Date: Tuesday 17 December
Place: Library Art Gallery
Time: 17:40
Abstract: In 2012, controversy erupted online in response to the casting of Black actress Amandla Stenberg as Rue in the first Hunger Games film, despite being described in the book as Black. Most tellingly, Alana Paul tweeted @sw4q “Awkward moment when Rue is some black girl and not the little blonde innocent girl you picture.” In contemporary Anglo-American culture, women’s innocence is racialized. Jean Marsden has theorized eighteenth-century she-tragedy as being defined by the depiction of the sexual violation of women.

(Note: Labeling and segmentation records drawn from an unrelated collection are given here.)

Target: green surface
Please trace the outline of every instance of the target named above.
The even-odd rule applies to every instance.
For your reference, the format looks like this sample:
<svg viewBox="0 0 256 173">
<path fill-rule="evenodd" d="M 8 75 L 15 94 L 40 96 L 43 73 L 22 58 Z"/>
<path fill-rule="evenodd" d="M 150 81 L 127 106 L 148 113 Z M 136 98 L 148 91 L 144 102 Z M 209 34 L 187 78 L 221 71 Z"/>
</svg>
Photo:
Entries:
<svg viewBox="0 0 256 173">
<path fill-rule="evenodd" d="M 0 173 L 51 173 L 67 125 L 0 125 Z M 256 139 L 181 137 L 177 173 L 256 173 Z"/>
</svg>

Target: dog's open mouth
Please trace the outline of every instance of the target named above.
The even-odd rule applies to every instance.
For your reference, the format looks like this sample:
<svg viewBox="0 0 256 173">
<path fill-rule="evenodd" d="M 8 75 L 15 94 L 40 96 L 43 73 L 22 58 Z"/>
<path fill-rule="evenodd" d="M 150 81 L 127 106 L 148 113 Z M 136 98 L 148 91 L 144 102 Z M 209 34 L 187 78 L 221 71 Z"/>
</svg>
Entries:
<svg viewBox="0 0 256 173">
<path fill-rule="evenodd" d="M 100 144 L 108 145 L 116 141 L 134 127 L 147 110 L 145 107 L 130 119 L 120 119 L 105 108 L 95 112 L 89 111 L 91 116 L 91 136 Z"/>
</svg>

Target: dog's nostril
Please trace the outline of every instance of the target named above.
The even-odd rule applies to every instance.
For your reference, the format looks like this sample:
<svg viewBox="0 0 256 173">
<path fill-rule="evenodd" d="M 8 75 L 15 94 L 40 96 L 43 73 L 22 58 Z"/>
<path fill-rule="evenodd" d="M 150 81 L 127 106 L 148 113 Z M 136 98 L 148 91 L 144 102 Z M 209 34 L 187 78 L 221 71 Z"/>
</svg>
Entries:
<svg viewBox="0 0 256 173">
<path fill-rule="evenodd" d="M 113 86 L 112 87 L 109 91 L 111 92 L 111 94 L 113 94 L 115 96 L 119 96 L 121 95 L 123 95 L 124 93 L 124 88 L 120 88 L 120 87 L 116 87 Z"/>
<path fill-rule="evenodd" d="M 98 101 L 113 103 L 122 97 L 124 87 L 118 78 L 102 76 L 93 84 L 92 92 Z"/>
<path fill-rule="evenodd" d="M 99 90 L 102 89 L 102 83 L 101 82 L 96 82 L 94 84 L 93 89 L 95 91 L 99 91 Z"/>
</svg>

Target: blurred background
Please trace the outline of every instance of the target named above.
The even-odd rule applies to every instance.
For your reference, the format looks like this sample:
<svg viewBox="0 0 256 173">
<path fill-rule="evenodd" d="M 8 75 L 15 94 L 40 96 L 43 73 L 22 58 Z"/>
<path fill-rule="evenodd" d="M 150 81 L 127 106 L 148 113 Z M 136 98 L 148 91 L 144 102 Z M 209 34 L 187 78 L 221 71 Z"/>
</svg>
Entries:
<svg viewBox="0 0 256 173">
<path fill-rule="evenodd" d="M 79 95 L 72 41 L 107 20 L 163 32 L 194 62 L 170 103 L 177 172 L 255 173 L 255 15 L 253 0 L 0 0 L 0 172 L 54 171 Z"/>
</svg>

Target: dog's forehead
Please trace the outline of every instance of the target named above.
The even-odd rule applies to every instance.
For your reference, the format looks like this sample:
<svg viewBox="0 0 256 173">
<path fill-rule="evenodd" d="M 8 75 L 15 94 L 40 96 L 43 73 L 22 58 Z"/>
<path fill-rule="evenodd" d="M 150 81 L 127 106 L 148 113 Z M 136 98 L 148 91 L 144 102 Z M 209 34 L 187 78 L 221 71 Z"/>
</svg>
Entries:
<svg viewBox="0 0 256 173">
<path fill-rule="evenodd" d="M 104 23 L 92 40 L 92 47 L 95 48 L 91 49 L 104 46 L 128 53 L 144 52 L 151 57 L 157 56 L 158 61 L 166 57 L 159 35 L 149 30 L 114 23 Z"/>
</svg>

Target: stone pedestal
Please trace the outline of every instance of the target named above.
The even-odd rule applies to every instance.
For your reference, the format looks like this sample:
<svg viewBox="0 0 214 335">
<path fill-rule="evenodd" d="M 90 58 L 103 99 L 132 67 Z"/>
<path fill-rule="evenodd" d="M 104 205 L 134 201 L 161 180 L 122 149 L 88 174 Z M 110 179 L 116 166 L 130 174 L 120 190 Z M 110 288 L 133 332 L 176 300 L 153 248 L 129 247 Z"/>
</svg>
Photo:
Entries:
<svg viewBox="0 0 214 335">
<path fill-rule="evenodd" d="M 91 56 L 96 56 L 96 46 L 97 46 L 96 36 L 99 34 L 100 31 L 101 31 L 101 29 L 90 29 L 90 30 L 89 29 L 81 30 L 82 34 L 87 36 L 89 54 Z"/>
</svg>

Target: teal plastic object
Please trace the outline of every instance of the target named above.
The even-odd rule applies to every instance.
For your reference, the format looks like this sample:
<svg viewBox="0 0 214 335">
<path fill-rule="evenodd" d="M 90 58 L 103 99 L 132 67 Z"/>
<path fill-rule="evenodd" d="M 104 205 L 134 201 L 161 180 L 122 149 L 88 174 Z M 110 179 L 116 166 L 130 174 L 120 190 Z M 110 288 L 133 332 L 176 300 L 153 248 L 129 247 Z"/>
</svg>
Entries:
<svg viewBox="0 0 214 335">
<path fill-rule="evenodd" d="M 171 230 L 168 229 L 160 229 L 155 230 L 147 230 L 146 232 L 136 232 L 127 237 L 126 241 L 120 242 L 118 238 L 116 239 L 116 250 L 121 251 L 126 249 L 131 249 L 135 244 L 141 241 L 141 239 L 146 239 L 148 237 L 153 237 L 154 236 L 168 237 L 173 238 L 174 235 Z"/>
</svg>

This emphasis on gendered feeling has been cited by Marsden and others as beginning in the late 1670s, after the first generation of actresses made their mark on the stage. The importance of female pathos to heroic drama and Oriental tragedy, however, has been undervalued. From The Siege of Rhodes in 1661 onwards, female suffering has been a central feature of tragedy across genres. Actresses did not rise from the dramatic margins in heroic tragedy to prominence in domestic tragedy, but their presence and performances created the theory of tragedy for the next century of English theater. Plays like Aaron Hill’s The Tragedy of Zara sit at the intersection of she- and Oriental tragedy, centering on the suffering of a young Christian slave in love with her captor. Famously, in the adaptation of Oroonoko for the stage, Imoinda is changed to a white woman. By examining the she-tragic overlap between the Oriental and the domestic tragedy, this paper will look at how female pathos in eighteenth-century tragedy became central to the formation of whiteness.